What intrigued me the most when reading Mother Night, by Kurt Vonnegut, were the quotes. He says things in a way that really makes you step back and think. You could almost tell this book, story by discussing some of the quotes. In Mother Night, apolitical expatriate American playwright Howard W. Campbell, Jr. refashions himself as a Nazi propagandist in order to pass coded messages on to the U. S. generals and preserve his marriage to a German woman, their “nation of two,” as he calls it. But in serving multiple masters, Campbell ends up ruining his life and becoming an unwitting inspiration to bigots. We are what we pretend to be, so we must be careful about what we pretend to be. ” Vonnegut introduces this as the moral of his book”. There are plenty of good reasons for fighting, but no good reason ever to hate without reservation, to imagine that God Almighty Himself hates with you, too. It’s never been more true: Left or right, Christian or Muslim, those convinced they’re doing violence in service of a higher power and against an irretrievably inhuman enemy are the most dangerous creatures of all. But is Howard really such a bad man?
All throughout reading the book, I would ask myself that question. No, he doesn’t seem to show much emotion but does that in a way seem understandable when you think about all he did and seen. If he were to show emotion, he would go crazy. I know I would. Though he does seem to have a conscience, somehow, somewhere, deep down inside he is trapped. Trapped inside of the mess he got himself into. I think he knows that there is no way out, so he remains as this man he has pretended to be for so many years. Howard writes his story from a jail cell in old Jerusalem in 1961 while awaiting a fair trial for his war crimes by the republic of Israel. He is has a different guard for different parts of the day and night. One of them is Mengel. You are the only man I ever heard. Mengel says to me this morning, has a bad conscience about what he did in the war. Everybody else, no matter what he did, is sure a good man could not have acted in any other way. He must suffer for all that he has deposited on to the streets of New York, restored to the mainstream of life. I took several steps down the sidewalk when something happened. It was not guilt that froze me; I had taught myself never to feel guilt. It wasn’t the fear of death; I had taught myself to think of death as a friend. It was not the thought of being unloved that froze me; I had taught myself to do without love. What froze me was the fact that I had absolutely no reason to move in any direction. What had made me move through so many dead and pointless years was curiosity.

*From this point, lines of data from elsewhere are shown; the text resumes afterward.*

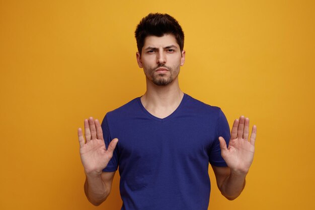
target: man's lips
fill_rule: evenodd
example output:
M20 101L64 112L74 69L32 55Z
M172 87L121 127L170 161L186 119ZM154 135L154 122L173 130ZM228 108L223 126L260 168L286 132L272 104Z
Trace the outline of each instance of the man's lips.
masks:
M159 68L155 70L155 72L168 72L169 69L166 68Z

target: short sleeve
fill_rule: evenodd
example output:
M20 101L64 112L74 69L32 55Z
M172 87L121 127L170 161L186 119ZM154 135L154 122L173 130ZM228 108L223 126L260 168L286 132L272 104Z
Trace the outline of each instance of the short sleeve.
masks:
M103 130L103 136L104 137L106 149L108 148L109 143L112 140L110 135L110 129L108 126L108 121L107 117L105 115L104 118L102 122L102 130ZM115 171L118 168L118 156L117 146L116 146L114 153L113 153L113 157L108 162L108 164L106 168L103 169L104 172L113 172Z
M216 136L209 151L209 162L211 165L214 166L223 167L227 166L227 165L221 156L219 137L223 137L226 142L226 145L228 145L230 133L229 126L225 115L221 109L219 109L219 114L215 129Z

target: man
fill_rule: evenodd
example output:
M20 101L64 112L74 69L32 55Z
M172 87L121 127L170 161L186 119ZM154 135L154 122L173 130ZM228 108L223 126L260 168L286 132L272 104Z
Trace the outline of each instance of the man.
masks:
M107 113L102 125L85 120L85 141L78 129L88 199L96 205L106 199L119 166L122 209L207 209L209 163L222 194L235 198L253 161L256 126L249 142L242 116L230 135L219 108L181 90L184 33L173 17L149 14L135 37L146 92Z

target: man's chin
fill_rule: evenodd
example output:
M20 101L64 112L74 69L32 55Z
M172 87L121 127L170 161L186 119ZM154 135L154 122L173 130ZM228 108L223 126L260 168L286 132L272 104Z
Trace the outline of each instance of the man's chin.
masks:
M165 86L171 84L172 82L173 82L172 80L154 80L153 81L153 83L159 86Z

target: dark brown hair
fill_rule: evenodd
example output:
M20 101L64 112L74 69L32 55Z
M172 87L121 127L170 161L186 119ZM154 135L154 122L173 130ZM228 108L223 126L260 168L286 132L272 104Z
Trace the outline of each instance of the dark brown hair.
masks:
M135 32L138 51L141 55L144 39L148 36L163 36L173 34L179 45L181 52L184 49L184 32L178 22L167 14L150 13L140 21Z

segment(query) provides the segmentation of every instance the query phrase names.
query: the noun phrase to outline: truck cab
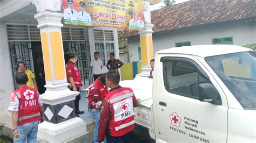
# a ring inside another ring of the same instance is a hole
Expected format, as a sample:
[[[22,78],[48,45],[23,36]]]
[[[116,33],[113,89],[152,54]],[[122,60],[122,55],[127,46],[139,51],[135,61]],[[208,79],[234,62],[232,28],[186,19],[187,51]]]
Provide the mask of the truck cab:
[[[152,102],[157,142],[255,142],[256,54],[233,45],[160,51]]]

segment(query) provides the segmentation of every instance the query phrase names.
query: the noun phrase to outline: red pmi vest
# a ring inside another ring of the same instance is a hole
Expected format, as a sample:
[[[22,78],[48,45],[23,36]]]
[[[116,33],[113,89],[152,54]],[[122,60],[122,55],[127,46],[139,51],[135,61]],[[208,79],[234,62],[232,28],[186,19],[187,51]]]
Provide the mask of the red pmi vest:
[[[73,80],[74,80],[75,85],[76,85],[76,88],[79,88],[82,87],[82,82],[81,82],[81,75],[80,75],[80,73],[79,73],[79,70],[76,67],[76,65],[72,62],[71,61],[68,61],[66,65],[66,67],[68,67],[68,65],[70,65],[72,67],[72,69],[73,72],[72,73],[72,77],[73,77]],[[67,76],[67,81],[68,83],[70,83],[69,77]]]
[[[106,99],[111,112],[109,128],[113,137],[120,137],[134,128],[134,111],[131,89],[122,87],[110,92]]]
[[[14,92],[19,102],[18,126],[41,119],[36,89],[26,86]]]
[[[93,109],[100,110],[101,108],[97,108],[95,105],[92,97],[91,96],[91,90],[93,89],[97,89],[99,92],[99,96],[100,96],[100,101],[103,101],[106,96],[106,95],[109,94],[109,90],[107,90],[107,87],[102,85],[99,82],[99,77],[97,78],[95,82],[90,86],[89,91],[88,92],[88,107],[90,108],[92,106]]]

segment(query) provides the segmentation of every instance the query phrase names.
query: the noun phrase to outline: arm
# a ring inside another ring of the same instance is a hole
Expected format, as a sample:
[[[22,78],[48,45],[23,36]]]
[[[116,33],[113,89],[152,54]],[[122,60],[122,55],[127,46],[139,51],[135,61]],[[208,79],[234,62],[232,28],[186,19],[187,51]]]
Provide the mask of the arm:
[[[38,89],[38,88],[37,87],[37,84],[36,83],[36,78],[33,78],[32,79],[32,80],[33,80],[33,82],[34,83],[35,88],[36,89]]]
[[[93,89],[91,91],[92,100],[97,103],[100,101],[100,95],[97,89]]]
[[[73,88],[73,91],[77,91],[77,88],[76,87],[76,85],[75,85],[74,80],[73,79],[73,77],[72,77],[72,76],[69,76],[69,81],[70,82],[70,84],[71,84],[72,87]]]
[[[106,67],[108,70],[110,70],[110,68],[109,68],[109,65],[110,65],[110,60],[107,61],[107,65],[106,65]]]
[[[19,116],[18,111],[13,111],[11,112],[11,119],[12,120],[12,128],[14,130],[14,136],[15,138],[19,138],[19,134],[18,134],[18,130],[17,130],[17,126],[18,125],[18,118]]]
[[[117,66],[117,69],[119,69],[124,65],[124,63],[119,60],[117,59],[117,62],[118,64],[118,66]]]
[[[132,102],[133,103],[133,107],[137,107],[139,105],[139,102],[140,101],[140,99],[137,99],[136,97],[135,97],[134,95],[133,94],[133,96],[132,96]]]
[[[39,110],[40,110],[40,114],[41,115],[41,119],[40,119],[39,123],[42,123],[44,120],[44,107],[43,106],[41,106]]]
[[[39,108],[39,111],[40,112],[40,115],[41,115],[41,119],[39,120],[39,123],[42,123],[44,122],[44,107],[43,106],[43,102],[42,102],[41,97],[39,94],[38,91],[37,91],[37,94],[38,95],[38,104],[40,106]]]
[[[100,111],[100,117],[99,122],[98,133],[98,141],[102,141],[104,140],[106,134],[107,121],[110,115],[110,104],[105,98],[103,99]]]
[[[103,67],[103,63],[102,62],[102,60],[100,60],[100,69],[102,69],[102,67]]]
[[[91,69],[92,69],[92,67],[93,67],[93,65],[92,64],[92,61],[91,61],[91,64],[90,65],[90,67],[91,68]]]

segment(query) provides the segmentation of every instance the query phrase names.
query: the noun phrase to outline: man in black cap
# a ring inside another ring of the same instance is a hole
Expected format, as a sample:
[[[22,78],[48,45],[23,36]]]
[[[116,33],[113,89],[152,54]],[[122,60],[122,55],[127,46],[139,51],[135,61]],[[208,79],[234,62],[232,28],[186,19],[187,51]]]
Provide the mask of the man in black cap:
[[[78,56],[77,53],[70,53],[69,61],[66,65],[66,73],[68,82],[70,83],[70,90],[80,91],[80,87],[82,86],[81,76],[75,64],[78,59]],[[76,99],[75,99],[75,108],[77,117],[79,117],[78,114],[84,113],[84,111],[80,111],[79,110],[79,101],[80,98],[79,94],[76,97]]]
[[[91,16],[89,13],[85,11],[85,3],[84,2],[81,1],[79,4],[80,5],[80,9],[81,11],[78,12],[78,20],[87,23],[91,23],[92,20]]]
[[[68,20],[77,20],[78,13],[74,9],[74,2],[73,0],[68,0],[69,8],[64,10],[64,19]]]

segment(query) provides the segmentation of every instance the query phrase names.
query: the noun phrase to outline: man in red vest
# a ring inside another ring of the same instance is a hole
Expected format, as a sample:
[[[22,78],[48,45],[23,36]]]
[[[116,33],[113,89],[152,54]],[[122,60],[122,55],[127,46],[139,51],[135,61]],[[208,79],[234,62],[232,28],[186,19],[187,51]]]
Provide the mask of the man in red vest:
[[[130,142],[130,136],[134,128],[133,107],[139,105],[132,90],[121,87],[120,75],[117,71],[107,73],[106,84],[111,89],[103,101],[99,123],[98,141],[103,141],[106,132],[107,142]]]
[[[80,87],[82,86],[81,81],[81,76],[77,68],[75,63],[78,59],[78,54],[76,53],[70,53],[69,54],[69,61],[66,64],[66,79],[70,84],[70,89],[72,91],[80,92]],[[77,117],[78,114],[83,114],[84,111],[79,110],[79,101],[81,98],[80,94],[76,97],[75,99],[75,110]]]
[[[98,128],[99,127],[102,100],[105,98],[106,95],[109,93],[107,87],[106,85],[106,73],[102,74],[89,88],[88,108],[95,121],[93,134],[94,142],[98,142]]]
[[[8,110],[11,111],[14,142],[36,142],[38,121],[44,121],[44,108],[38,91],[26,86],[25,73],[15,76],[18,89],[11,94]],[[28,140],[26,140],[28,139]]]

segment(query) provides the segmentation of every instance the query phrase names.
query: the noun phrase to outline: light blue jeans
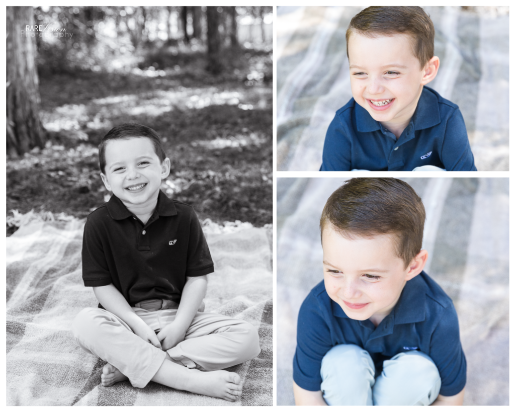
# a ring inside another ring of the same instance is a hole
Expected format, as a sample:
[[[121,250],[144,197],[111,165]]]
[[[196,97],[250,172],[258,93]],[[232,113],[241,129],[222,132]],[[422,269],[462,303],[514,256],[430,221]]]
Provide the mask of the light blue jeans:
[[[322,360],[321,389],[328,405],[431,405],[441,380],[431,358],[419,351],[398,353],[375,368],[368,352],[355,345],[339,345]]]
[[[370,171],[370,170],[366,169],[353,169],[351,171]],[[447,171],[447,170],[442,169],[441,167],[428,164],[425,166],[419,166],[418,167],[415,167],[411,171]]]

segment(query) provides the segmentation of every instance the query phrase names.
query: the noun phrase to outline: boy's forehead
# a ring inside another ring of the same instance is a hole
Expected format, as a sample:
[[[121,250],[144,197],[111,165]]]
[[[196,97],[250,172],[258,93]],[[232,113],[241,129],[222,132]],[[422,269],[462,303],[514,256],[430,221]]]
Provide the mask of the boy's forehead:
[[[349,64],[359,65],[362,61],[369,60],[378,66],[396,63],[418,64],[418,60],[413,55],[413,38],[410,35],[364,33],[353,30],[349,38]]]
[[[111,161],[117,161],[119,158],[128,156],[144,154],[153,154],[157,157],[152,141],[145,136],[113,139],[106,143],[106,163],[107,164]]]
[[[341,248],[352,244],[365,247],[366,250],[362,250],[367,253],[373,254],[380,250],[386,254],[397,257],[395,252],[396,242],[395,235],[392,233],[362,235],[339,231],[331,224],[324,228],[322,234],[322,248],[324,255],[334,254],[341,256],[344,252]]]

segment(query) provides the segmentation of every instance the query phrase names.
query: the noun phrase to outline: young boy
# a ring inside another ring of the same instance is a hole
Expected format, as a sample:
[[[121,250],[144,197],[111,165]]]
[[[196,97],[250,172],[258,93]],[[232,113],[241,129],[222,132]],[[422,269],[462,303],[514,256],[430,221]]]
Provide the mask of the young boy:
[[[170,171],[160,136],[122,125],[98,157],[113,196],[88,217],[82,278],[100,304],[75,318],[76,340],[108,363],[105,386],[152,381],[236,400],[240,377],[220,370],[256,356],[259,338],[244,321],[202,312],[213,261],[193,209],[160,190]]]
[[[352,18],[353,97],[329,126],[321,170],[476,170],[458,106],[425,85],[440,65],[434,38],[420,7],[371,7]]]
[[[425,219],[420,198],[395,179],[353,179],[328,200],[324,281],[299,313],[297,405],[462,404],[456,311],[422,271]]]

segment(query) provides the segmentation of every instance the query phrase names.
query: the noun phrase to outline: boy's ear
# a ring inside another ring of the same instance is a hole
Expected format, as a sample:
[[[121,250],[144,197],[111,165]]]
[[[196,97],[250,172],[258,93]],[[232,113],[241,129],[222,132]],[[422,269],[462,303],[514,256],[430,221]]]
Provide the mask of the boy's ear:
[[[170,159],[166,158],[161,163],[161,180],[168,177],[170,174]]]
[[[102,178],[102,181],[104,182],[104,185],[106,186],[106,188],[110,192],[112,192],[111,190],[111,185],[109,184],[109,182],[107,180],[107,177],[103,173],[100,174],[100,177]]]
[[[408,273],[406,275],[406,281],[410,280],[419,274],[424,270],[424,267],[427,262],[427,256],[428,254],[427,251],[422,249],[418,254],[413,258],[409,266],[408,266]]]
[[[440,59],[437,56],[434,56],[424,67],[424,76],[422,78],[420,84],[425,86],[433,80],[436,77],[436,74],[438,73],[438,67],[439,67]]]

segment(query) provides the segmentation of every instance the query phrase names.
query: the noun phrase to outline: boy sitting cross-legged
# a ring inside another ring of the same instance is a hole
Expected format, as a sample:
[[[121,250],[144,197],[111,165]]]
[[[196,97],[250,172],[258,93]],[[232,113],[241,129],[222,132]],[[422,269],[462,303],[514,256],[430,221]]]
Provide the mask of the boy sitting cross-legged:
[[[102,384],[152,381],[234,401],[237,374],[220,370],[258,356],[255,328],[203,313],[206,275],[214,271],[193,209],[160,190],[170,161],[161,138],[141,125],[111,129],[99,147],[100,176],[113,196],[88,217],[82,278],[98,307],[83,310],[72,331],[108,363]]]
[[[461,405],[452,301],[422,271],[425,212],[396,179],[353,179],[320,218],[324,280],[301,306],[297,405]]]

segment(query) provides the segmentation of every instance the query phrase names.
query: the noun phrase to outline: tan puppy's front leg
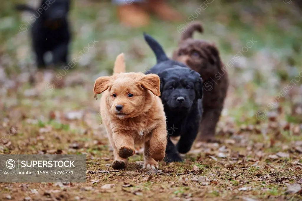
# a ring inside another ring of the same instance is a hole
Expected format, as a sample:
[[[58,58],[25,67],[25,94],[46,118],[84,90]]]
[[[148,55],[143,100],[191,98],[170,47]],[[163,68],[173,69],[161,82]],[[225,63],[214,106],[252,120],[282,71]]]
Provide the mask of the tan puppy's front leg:
[[[121,158],[118,156],[116,147],[114,148],[113,155],[114,161],[112,163],[112,168],[115,170],[123,170],[127,167],[128,160]]]
[[[127,158],[135,153],[133,135],[129,133],[117,132],[113,133],[112,137],[119,157]]]
[[[150,155],[157,161],[164,159],[165,155],[168,139],[165,123],[153,130],[150,140]]]
[[[150,152],[151,151],[150,149],[150,141],[148,141],[145,142],[144,147],[144,159],[145,163],[143,168],[148,170],[155,169],[158,168],[158,162],[151,157]]]

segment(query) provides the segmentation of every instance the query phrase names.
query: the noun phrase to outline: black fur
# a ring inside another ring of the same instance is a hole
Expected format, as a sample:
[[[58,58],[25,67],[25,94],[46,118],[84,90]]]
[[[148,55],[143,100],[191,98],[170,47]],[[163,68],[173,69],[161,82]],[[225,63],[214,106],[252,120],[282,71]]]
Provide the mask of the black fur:
[[[69,62],[70,35],[67,15],[70,4],[70,0],[42,0],[36,10],[24,4],[16,6],[18,10],[33,13],[30,18],[33,23],[31,38],[39,68],[45,67],[43,57],[48,51],[52,54],[51,64],[67,64]]]
[[[146,74],[156,74],[160,78],[160,98],[167,117],[168,133],[164,160],[167,162],[182,161],[178,152],[188,152],[198,132],[202,111],[202,81],[197,72],[169,59],[161,45],[151,36],[144,33],[144,36],[157,59],[156,64]],[[180,97],[185,98],[181,102],[177,100]],[[169,137],[179,136],[175,147]]]

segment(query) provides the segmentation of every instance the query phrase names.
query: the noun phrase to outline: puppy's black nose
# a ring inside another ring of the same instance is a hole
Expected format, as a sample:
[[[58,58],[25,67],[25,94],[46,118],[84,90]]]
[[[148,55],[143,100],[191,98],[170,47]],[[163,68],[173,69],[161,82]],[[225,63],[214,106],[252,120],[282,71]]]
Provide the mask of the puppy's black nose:
[[[179,102],[181,103],[185,100],[185,98],[181,96],[180,96],[176,99],[176,100]]]
[[[123,109],[123,106],[121,105],[117,105],[115,106],[115,109],[118,111],[120,111]]]

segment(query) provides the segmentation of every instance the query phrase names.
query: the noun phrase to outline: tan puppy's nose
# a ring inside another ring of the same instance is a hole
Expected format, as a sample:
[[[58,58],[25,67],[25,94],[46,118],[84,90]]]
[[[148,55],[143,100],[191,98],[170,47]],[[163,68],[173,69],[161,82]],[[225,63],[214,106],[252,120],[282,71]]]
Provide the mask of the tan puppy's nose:
[[[117,105],[115,106],[115,109],[118,111],[120,111],[123,109],[123,106],[121,105]]]

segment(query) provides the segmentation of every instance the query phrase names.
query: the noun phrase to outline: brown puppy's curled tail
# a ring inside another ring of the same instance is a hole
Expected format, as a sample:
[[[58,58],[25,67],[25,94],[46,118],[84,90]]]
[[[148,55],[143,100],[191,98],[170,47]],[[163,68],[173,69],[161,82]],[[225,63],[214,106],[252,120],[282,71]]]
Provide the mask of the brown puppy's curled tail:
[[[204,28],[200,22],[195,22],[189,24],[187,30],[182,35],[181,40],[184,41],[188,38],[191,38],[193,33],[197,31],[201,33],[203,33]]]
[[[121,53],[119,54],[115,59],[113,68],[113,74],[125,73],[126,66],[125,64],[124,53]]]

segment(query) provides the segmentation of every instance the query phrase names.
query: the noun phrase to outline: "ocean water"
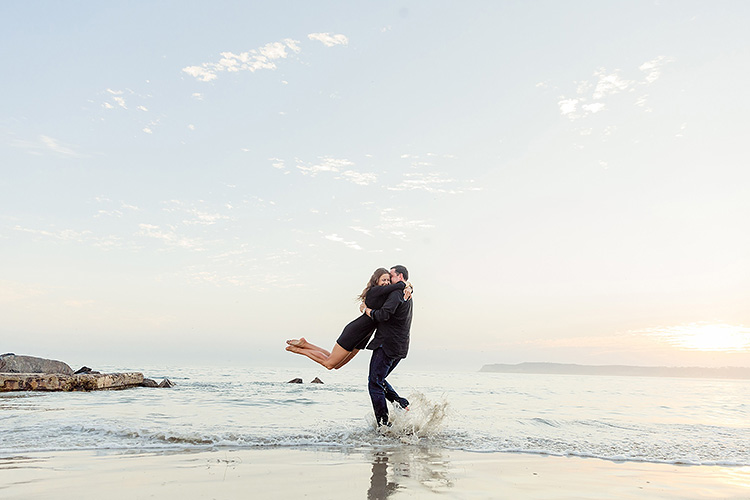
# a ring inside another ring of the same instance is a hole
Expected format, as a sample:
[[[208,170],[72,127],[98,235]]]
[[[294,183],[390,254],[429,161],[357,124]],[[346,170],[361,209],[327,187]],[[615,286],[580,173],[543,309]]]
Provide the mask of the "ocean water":
[[[361,369],[160,368],[172,389],[0,393],[0,455],[52,450],[424,447],[750,466],[750,381],[410,372],[375,428]],[[107,371],[128,371],[109,367]],[[139,370],[141,371],[141,370]],[[324,384],[310,384],[314,377]],[[304,384],[289,384],[302,377]]]

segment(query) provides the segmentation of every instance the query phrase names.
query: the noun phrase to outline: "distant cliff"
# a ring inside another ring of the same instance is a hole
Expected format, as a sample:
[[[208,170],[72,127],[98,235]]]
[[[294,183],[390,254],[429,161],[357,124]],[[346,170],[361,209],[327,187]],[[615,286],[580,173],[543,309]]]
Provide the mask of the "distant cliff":
[[[563,363],[520,363],[484,365],[480,372],[539,373],[555,375],[618,375],[632,377],[687,377],[750,379],[750,368],[703,368],[697,366],[573,365]]]

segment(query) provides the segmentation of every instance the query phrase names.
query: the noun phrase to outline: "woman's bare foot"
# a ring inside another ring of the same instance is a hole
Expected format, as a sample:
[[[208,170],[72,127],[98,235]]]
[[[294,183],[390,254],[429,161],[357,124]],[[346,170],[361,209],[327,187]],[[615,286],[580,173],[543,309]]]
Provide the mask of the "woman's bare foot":
[[[302,349],[305,349],[310,346],[310,344],[305,340],[305,337],[300,337],[299,339],[290,339],[286,341],[287,344],[301,347]]]

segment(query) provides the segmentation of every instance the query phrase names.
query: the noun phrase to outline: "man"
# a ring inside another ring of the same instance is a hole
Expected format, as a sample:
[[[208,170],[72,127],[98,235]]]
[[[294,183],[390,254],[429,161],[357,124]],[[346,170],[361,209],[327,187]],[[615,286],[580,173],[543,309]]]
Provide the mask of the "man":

Now even that flickered out. What a lonely life that must be, to feel you have nothing to live for. To know that all that has kept you going in the past was curiosity. Helga is dead, (or so he assumes) Resi is dead, the man he called his best friend had intentions of betraying him for so long, and now he is gone. People hate him, want to kill him, others think he is dead and is glad, and then there are those that admire him for all the terrible things he has done. Though he can even seem to feel proud because unlike so many others who committed such crimes as his, he is not a sociopath.